If stock options were chosen, the participant receives 25% more stock options than convertible bonds. Under the LTI Plan 2000, each convertible bond having a €1 nominal value may be converted into four ordinary shares over a maximum of 10 years, subject to vesting requirements. The conversion price is equal to the market price of an ordinary share as quoted on the XETRA trading system the day immediately preceding the granting. Each stock option may be exercised in exchange for four ordinary shares over a maximum of 10 years, subject to the same vesting requirements. The exercise price varies according to the outperformance of the ordinary share price appreciation versus the appreciation of the Goldman Sachs Technology Software Index from the day immediately preceding granting to the day in which the exercise price is being determined. Both the convertibles bonds and stock options vest as follows: from the date of grant, 33% after two years, 33% after three years, and 34% after four years. Forfeited convertible bonds or stock options are disqualified and may not be reissued.
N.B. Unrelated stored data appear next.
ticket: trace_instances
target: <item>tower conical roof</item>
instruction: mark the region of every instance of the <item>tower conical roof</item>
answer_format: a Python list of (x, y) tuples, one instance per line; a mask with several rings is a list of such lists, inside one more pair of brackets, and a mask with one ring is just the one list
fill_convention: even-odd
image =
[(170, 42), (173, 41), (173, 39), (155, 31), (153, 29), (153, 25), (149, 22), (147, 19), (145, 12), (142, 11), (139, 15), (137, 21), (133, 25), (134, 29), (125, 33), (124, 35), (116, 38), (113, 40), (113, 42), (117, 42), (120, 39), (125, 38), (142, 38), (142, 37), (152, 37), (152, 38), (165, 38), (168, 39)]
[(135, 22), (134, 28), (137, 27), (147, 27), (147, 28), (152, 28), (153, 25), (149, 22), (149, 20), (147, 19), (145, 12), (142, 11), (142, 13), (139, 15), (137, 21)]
The maximum number of subscription rights issued under the LTI Plan 2000 was 18,750,000. Said number, however, would have been attained only if the beneficiaries had exclusively opted for stock options. In accordance with the scope in which the beneficiaries opted for convertible bonds having a higher value, the multiplication thereof by 1.25 resulted in a corresponding reduction of the maximum number of subscription rights to be issued under the LTI Plan 2000. By March 14, 2002, a total of 12.3 million convertible bonds and stock options have been issued under the LTI Plan 2000. By March 2008, a total of 6.9 million conversion and subscription rights are still outstanding.
Basic Accounting Principles in Connection with LTI Plan 2000
Until December 31, 2005, SAP accounted for stock based compensation in accordance with the "Accounting Principle Board Opinion 25" (APB 25). The convertible bond program was considered a fixed plan under APB 25 and resulted in no compensation expense under the current terms of the LTI Plan 2000. Under APB 25, the stock option program was a variable plan because the exercise price varies depending upon the criteria described above. As such, compensation expense was recorded over the vesting period equal to the difference between the exercise price of the stock options and the market value of the ordinary share. APB 25 was based on the intrinsic value method. Pro forma information regarding net income and earnings per share as if SAP had accounted for its stock-based awards granted to employees using the fair value method were required under SFAS 123 and published in the annual financial statements.
Beginning on January 1, 2006, SAP accounts for stock based compensation in accordance with SFAS 123 (revised), "Share-Based Payment ("SFAS 123R"). The convertible bond program and the stock option plan are considered an Equity-Based" program and are therefore measured at grant date fair value and are not subsequently remeasured. Compensation expense is recorded over the vesting period equal to the fair value at grant date.